One of the community’s older businesses, herbin’s jewellers, is sporting a fresh new mural, which employs a line from john frederic herbin’s writings. Herbin was a renaissance man who put the place on the map. He was an optometrist, jeweller, historian and author. He used the royalties from his books to compile the land for a park at grand pre, which is now has double UNESCO world heritage status as the site of the deportation of the acadians (1755) and as the longest continuously farmed part of north america (many farmers here are the eighth and ninth generations on this land).

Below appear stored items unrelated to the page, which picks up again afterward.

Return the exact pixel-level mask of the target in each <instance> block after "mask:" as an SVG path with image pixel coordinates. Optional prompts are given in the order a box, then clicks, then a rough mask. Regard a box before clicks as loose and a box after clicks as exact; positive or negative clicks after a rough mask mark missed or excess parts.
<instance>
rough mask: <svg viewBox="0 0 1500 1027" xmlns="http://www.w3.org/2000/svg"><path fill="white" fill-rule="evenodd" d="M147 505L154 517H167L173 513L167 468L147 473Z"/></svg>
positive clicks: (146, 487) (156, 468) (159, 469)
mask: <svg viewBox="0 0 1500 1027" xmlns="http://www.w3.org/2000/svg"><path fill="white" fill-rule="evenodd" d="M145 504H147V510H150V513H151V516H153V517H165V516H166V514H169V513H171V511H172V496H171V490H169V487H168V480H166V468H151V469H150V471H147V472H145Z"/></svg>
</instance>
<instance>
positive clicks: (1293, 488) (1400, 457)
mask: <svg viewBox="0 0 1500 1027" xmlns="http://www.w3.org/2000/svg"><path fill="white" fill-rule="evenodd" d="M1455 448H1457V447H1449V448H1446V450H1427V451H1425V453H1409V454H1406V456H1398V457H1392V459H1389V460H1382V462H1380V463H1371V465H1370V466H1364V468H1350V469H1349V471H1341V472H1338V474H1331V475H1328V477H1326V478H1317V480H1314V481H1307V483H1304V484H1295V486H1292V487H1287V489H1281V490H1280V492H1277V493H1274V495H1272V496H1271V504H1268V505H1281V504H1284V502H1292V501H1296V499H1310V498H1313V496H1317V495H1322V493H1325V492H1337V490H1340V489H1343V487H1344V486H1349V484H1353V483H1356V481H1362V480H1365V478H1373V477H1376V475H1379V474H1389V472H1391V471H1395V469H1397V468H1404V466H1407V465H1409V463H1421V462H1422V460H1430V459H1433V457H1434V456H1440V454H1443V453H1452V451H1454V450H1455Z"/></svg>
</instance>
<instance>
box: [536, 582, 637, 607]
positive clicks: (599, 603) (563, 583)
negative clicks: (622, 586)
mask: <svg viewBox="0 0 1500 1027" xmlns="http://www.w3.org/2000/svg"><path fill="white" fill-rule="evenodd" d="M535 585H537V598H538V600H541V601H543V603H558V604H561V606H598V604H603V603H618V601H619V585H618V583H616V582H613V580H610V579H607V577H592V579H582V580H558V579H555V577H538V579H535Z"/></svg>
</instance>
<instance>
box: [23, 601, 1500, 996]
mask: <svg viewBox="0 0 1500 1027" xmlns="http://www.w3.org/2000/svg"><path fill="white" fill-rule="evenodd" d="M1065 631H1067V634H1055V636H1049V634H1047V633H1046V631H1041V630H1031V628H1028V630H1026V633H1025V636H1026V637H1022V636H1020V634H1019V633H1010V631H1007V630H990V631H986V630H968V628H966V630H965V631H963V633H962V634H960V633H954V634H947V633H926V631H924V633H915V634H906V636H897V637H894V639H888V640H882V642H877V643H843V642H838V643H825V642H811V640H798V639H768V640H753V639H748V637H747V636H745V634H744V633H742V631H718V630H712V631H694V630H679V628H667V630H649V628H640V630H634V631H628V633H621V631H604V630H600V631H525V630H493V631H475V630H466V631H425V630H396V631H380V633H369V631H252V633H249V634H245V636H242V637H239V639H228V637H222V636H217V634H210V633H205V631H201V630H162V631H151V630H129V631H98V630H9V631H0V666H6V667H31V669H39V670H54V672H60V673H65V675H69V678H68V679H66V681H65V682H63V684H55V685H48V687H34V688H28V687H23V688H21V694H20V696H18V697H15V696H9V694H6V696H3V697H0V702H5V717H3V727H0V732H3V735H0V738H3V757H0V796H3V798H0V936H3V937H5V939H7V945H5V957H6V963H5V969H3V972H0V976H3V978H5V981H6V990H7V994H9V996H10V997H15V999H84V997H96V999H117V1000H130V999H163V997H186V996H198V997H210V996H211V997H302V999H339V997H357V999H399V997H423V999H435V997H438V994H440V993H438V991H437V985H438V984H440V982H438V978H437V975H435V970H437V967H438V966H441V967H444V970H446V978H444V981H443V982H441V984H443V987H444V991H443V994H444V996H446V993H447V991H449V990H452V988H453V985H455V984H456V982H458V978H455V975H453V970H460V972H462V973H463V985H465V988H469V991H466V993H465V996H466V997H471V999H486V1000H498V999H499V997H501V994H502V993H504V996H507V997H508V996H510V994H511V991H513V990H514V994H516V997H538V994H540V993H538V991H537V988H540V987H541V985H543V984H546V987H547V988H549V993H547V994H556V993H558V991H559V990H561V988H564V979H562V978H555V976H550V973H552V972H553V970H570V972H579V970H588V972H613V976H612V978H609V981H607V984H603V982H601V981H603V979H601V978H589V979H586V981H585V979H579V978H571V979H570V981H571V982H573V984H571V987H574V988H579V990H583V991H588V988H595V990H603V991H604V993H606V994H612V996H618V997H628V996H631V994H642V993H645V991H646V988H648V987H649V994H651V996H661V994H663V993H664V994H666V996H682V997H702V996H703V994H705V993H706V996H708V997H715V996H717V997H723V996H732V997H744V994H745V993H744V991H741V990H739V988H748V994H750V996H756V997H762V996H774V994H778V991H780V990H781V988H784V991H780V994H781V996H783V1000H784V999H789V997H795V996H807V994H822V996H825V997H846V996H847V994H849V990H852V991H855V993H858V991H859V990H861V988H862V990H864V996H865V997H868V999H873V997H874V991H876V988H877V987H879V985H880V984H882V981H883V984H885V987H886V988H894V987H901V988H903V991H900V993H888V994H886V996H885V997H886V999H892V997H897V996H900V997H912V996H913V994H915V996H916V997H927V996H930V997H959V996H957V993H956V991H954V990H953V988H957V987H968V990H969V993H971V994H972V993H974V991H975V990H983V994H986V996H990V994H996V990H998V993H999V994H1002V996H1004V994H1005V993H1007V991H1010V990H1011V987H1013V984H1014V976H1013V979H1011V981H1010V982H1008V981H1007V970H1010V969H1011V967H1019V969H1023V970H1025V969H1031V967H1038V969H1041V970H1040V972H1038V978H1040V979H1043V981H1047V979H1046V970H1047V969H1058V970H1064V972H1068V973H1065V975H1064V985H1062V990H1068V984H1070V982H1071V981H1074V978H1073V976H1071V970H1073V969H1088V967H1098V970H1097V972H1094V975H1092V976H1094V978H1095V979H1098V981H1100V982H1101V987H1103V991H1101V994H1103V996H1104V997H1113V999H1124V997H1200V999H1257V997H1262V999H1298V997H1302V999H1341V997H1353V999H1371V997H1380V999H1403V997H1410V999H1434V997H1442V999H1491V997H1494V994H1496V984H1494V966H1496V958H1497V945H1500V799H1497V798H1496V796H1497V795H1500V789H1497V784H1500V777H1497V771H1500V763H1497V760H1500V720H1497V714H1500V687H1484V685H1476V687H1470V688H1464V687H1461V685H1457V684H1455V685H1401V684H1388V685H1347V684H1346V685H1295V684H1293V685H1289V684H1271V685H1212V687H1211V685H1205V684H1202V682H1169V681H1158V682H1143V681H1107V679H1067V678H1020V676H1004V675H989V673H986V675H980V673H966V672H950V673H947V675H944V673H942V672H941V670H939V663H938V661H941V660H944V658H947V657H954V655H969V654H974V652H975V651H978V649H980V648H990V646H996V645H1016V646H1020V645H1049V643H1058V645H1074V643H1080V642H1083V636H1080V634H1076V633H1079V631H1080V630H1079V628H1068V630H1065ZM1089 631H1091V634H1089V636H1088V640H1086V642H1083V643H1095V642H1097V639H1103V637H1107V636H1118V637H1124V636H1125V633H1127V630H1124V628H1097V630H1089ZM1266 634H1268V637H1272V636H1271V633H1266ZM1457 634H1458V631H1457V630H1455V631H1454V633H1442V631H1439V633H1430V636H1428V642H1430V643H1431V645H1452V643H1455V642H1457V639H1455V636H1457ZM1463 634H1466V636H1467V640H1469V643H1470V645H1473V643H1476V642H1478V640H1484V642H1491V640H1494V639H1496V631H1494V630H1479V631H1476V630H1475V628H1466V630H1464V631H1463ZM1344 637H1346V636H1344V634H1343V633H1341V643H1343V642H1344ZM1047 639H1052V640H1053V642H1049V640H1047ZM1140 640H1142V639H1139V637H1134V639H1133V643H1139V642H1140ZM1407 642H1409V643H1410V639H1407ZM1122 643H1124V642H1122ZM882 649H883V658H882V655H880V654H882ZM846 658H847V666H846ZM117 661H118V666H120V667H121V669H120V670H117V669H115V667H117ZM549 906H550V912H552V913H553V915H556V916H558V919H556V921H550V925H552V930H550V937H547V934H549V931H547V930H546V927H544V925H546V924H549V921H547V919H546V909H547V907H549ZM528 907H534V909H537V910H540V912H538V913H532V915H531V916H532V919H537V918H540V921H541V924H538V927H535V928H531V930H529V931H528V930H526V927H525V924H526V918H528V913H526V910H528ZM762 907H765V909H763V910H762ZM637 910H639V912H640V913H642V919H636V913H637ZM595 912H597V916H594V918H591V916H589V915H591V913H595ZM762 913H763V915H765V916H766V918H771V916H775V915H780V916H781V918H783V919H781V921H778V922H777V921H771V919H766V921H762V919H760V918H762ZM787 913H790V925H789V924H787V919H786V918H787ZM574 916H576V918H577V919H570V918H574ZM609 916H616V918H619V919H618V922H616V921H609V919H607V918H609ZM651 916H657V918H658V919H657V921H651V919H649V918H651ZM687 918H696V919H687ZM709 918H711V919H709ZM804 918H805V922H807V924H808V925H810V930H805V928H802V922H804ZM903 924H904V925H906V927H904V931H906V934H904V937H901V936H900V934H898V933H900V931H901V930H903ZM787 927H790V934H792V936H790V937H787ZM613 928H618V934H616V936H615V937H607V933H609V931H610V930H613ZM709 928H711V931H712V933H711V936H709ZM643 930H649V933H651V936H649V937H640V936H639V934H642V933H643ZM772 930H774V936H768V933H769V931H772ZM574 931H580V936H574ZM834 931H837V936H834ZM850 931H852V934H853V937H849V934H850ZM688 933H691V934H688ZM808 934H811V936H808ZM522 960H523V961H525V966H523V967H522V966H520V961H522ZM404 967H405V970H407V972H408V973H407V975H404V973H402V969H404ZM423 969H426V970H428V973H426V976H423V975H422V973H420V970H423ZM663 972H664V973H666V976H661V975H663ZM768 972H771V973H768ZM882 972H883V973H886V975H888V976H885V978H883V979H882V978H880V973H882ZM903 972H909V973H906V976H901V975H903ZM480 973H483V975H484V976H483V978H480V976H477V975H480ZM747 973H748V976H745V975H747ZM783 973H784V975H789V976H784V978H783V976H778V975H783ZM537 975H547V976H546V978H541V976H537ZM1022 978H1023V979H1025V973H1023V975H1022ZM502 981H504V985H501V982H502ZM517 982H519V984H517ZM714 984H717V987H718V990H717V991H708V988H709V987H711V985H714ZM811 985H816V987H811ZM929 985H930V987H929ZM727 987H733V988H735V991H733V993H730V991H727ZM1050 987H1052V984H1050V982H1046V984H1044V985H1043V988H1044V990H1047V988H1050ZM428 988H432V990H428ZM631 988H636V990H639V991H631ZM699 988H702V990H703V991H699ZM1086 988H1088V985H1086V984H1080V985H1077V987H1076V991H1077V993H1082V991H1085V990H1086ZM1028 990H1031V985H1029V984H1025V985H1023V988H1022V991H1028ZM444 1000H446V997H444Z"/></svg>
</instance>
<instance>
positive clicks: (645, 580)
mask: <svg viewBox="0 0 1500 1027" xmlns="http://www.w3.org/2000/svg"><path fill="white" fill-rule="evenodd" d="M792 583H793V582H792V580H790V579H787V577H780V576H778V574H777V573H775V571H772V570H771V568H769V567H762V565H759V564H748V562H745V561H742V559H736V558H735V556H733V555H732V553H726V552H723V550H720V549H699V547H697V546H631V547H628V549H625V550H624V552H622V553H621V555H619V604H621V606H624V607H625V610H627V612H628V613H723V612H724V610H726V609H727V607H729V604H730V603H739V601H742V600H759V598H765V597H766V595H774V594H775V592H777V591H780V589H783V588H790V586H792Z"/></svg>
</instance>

In it’s 200-year history the regatta has only been postponed a few times: the death of george III, world wars (tho’ in 1941 it was held as a diversion for men at arms and to help with their physical fitness) and because of wind and rain in 2007 and 2008. Some times the weather turns during the regatta. In 1968 the last races ran so late that car lights were used to guide rowers to the finish.

Since wednesday could be a holiday, st. Johner’s party the night before. If the regatta is postponed, they go to work and party again wednesday night because thursday could be a holiday. The local joke is never to schedule surgery for early august because you don’t know what state your surgeon will be in.

The regatta is the last fixed-seat rowing competition in the world. It’s held on quidi vidi lake (pronounced kitty vitty). The day is filled with 20 races between 80 sculls comprised of six rowers and a coxswain (the guy who yells at the rowers). There are competitions for men and women with teams made up of a wide swath of the community from lawyers, to car dealers, members of the military, students, airline staff, pharmacists and others. One side of the lake is occupied by regatta fans, the other by a massive festival with games of chance, crafts, food vendors, music and at the far end bouncy castles, slides and rides for kids. There are two types of regatta attendees: the rabid racing crowd and the carnival crowd who ask, “oh, is there a race?”

The lead-in to the regatta is the george street festival. American university college confidential george street is the city’s infamous street of bars. In three blocks there are 24 pubs, clubs and bars. The easy-to-follow directions I was given on my first visit to st. John’s were, “walk that way. You’ll hear it before you see it.”

For six nights each summer george street closes to the public and implements an admission charge to become the continent’s largest pop-up bar. Bands perform on a main stage constructed for the festival and street establishments waive admission charges, create special drinks and provide express service windows. People are allowed to wander the street with drink in hand. It’s new orleans north. While it sounds raucous, it’s a fun, multi-generational experience.

I’ve twice attended the festival. I kick myself for not taking a camera to the first when I saw three university-aged lads wandering the street with an olive-green, velvet sofa. Periodically they would sit it down in the middle of the street and pause for a drink. Other times it could be seen leaning beside the doorway of whatever club they were in.